110
votes

I am trying to find out the size/shape of a DataFrame in PySpark. I do not see a single function that can do this.

In Python I can do

data.shape()

Is there a similar function in PySpark. This is my current solution, but I am looking for an element one

row_number = data.count()
column_number = len(data.dtypes)

The computation of the number of columns is not ideal...

6
Put this in a function ? - GwydionFR
You mean data.shape for NumPy and Pandas? shape is not a function. - flow2k
What is not ideal?
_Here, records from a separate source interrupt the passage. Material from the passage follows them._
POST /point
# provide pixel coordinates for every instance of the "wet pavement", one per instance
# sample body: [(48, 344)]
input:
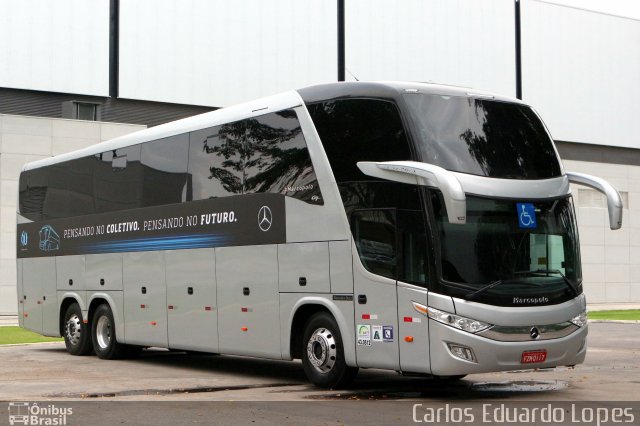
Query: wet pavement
[(46, 371)]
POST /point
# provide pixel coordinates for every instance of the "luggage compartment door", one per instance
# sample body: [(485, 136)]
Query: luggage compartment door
[(145, 298), (192, 312), (249, 319)]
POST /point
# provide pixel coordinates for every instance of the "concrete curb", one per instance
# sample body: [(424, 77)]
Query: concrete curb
[(615, 321)]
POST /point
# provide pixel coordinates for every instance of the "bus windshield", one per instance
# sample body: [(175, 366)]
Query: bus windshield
[(482, 137), (511, 250)]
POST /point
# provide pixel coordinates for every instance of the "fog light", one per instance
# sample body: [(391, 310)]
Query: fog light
[(462, 352), (580, 320)]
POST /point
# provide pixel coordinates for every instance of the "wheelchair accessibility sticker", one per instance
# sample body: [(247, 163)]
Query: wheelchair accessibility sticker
[(526, 215)]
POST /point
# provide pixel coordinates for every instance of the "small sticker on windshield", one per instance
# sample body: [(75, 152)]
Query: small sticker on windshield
[(526, 215)]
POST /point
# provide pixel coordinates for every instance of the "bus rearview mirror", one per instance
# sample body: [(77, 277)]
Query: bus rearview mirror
[(424, 174), (614, 201)]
I am not sure what else you would like to accomplish than what you already have (except for replacing data.dtypes with data.columns, but it makes little difference). - Melkor.cz

6 Answers

176
votes

You can get its shape with:

print((df.count(), len(df.columns)))
70
votes

Use df.count() to get the number of rows.

35
votes

Add this to the your code:

import pyspark
def spark_shape(self):
    return (self.count(), len(self.columns))
pyspark.sql.dataframe.DataFrame.shape = spark_shape

Then you can do

>>> df.shape()
(10000, 10)

But just remind you that .count() can be very slow for very large table that has not been persisted.

9
votes
print((df.count(), len(df.columns)))

is easier for smaller datasets.

However if the dataset is huge, an alternative approach would be to use pandas and arrows to convert the dataframe to pandas df and call shape

spark.conf.set("spark.sql.execution.arrow.enabled", "true")
spark.conf.set("spark.sql.crossJoin.enabled", "true")
print(df.toPandas().shape)
3
votes

I think there is not similar function like data.shape in Spark. But I will use len(data.columns) rather than len(data.dtypes)

0
votes

I have solved this problem using this code block. Please try it, it works.

import pyspark
def sparkShape(dataFrame):
    return (dataFrame.count(), len(dataFrame.columns))
pyspark.sql.dataframe.DataFrame.shape = sparkShape

print(<Input the Dataframe name which you want the output of>.shape())